When Sonita’s mother comes to Iran, saying that Sonita must return to Afghanistan and get married, Maghami, who went to the Tehran Art University and has made six previous documentaries, including Cyanosis and Going up the Stairs, takes the controversial step of getting involved. Sonita asks the director if she could buy her, pointing out that she’s for sale anyway. At first Maghami tells her she can’t, but then she reconsiders and gives her mother some money so that Sonita can stay in Iran longer.

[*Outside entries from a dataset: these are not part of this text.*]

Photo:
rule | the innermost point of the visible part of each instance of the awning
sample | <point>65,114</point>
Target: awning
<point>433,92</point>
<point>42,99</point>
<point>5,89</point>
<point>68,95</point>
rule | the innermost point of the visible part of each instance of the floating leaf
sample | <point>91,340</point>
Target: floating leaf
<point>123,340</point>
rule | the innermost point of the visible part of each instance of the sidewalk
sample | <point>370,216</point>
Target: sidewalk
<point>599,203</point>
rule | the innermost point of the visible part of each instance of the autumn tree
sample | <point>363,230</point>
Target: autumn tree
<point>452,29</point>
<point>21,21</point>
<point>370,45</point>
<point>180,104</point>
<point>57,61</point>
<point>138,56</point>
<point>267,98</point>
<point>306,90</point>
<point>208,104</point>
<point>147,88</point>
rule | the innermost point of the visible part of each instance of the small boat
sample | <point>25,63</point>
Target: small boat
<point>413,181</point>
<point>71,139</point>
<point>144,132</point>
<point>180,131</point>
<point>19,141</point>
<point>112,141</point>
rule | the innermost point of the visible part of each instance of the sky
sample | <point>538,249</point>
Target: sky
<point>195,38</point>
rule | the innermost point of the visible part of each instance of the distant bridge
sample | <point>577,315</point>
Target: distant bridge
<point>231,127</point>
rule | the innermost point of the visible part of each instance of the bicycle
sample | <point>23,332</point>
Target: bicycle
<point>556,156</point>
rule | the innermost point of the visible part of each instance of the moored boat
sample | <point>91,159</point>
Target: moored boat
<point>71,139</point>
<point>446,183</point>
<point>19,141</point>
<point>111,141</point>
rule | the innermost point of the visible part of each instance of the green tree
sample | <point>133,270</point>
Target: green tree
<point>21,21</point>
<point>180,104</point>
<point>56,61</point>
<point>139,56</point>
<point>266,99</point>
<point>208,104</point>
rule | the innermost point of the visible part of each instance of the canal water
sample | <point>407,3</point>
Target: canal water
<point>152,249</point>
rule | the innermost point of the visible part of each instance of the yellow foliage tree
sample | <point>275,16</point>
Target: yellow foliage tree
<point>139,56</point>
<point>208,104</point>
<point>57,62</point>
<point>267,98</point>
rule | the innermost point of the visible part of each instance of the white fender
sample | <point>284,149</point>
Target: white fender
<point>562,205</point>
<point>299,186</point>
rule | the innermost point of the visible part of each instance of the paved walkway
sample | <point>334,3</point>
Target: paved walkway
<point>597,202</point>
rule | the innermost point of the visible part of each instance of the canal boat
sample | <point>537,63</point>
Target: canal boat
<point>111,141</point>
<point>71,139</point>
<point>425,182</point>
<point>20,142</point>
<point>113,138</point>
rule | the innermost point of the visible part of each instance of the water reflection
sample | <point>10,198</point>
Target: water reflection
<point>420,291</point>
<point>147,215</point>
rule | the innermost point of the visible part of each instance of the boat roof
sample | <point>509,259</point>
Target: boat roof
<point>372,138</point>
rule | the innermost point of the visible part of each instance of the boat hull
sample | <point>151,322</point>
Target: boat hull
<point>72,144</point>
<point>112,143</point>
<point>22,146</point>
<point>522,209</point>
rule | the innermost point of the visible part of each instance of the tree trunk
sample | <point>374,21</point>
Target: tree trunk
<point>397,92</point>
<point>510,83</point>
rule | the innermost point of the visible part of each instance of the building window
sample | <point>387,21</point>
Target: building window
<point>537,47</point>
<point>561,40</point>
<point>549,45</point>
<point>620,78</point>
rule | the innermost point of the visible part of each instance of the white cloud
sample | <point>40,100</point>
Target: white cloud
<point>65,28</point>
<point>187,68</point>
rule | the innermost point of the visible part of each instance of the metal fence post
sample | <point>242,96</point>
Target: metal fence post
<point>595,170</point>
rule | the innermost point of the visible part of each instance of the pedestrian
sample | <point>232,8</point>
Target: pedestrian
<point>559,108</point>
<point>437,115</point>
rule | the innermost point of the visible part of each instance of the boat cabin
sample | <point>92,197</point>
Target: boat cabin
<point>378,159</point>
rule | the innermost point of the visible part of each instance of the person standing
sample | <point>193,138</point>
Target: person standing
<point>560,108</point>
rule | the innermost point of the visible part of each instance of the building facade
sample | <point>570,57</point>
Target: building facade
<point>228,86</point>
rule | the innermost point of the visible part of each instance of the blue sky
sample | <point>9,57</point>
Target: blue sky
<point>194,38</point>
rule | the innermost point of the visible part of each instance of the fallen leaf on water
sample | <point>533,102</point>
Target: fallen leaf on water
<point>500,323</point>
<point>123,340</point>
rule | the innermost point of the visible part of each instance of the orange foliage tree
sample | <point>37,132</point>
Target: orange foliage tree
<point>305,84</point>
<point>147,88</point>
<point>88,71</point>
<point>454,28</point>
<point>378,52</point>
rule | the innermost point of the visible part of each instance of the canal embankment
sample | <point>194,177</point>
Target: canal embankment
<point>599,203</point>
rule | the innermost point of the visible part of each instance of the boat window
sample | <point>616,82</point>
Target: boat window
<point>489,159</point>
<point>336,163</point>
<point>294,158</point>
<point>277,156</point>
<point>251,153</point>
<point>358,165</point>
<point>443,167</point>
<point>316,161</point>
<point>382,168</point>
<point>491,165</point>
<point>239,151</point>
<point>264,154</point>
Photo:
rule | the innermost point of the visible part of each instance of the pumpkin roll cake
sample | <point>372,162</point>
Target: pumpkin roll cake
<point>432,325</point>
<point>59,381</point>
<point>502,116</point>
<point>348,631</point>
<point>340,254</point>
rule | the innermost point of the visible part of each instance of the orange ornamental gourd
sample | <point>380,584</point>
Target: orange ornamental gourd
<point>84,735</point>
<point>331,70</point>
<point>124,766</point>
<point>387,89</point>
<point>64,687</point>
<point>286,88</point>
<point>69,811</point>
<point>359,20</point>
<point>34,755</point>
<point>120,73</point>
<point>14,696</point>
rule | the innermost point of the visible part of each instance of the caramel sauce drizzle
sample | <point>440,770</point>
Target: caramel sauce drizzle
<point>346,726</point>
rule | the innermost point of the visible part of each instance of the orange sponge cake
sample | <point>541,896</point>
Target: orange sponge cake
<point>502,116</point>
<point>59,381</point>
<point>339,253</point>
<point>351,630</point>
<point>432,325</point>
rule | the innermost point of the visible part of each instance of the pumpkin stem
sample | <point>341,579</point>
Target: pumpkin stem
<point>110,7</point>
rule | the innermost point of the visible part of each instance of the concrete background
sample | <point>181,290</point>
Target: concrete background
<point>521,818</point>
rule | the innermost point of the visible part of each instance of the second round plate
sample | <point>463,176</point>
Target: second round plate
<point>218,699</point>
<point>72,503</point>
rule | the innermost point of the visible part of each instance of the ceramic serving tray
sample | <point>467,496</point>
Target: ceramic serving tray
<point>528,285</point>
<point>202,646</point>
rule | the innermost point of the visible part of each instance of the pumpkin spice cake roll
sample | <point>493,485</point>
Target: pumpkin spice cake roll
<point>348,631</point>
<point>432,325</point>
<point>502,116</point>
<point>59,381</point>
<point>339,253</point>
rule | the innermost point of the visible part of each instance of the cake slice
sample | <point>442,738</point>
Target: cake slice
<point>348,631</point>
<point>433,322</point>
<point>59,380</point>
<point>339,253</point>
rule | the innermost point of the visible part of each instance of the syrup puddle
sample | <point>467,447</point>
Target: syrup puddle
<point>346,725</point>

Sonita used that time to focus on her music, and Maghami helped her make a video, in which Sonita is made up with a bar code on her forehead and black eyes, wearing a wedding dress. “Like all other girls, I am caged. I am seen as a sheep only to be devoured,” she raps in “Brides For Sale.”

Maghami posted the video online, where it went viral and led to Sonita getting a scholarship to a school in Utah, where she is studying music.

Maghami says doesn’t want people to think the message of the movie is to go to America—but in Sonita’s case, being able to work on her music and not worry about being sold into marriage is, clearly, a good outcome. The film has been a hit at festivals, Maghami says, winning multiple audience and jury awards.

“People really have loved the movie,” she says. “People are very happy it finished with some hope, that it ended in a good way.”

Maghami says she was told in film school not to interfere and to be a fly on the wall—but she says viewers have challenged her when she didn’t get involved with previous subjects. She says she always tried to do something for people in her movies such as buying their artwork or paying them some rights for the movie. She doesn’t regret at all giving Sonita’s mother money and helping with the video as well as going with Sonita back to Afghanistan so she could get her birth certificate, necessary for a visa to leave the country.

“The whole journey was very interesting,” she said. “I’m very happy I could change somebody’s life. Finally I did something good.”

In the coming months, Sonita will be showing at the Seattle International Film Festival, AFI Docs, the New York Human Rights Watch Film Festival, Sheffield Doc/Fest, the Sydney Film Festival, Doc Edge New Zealand, and DocsBarcelona.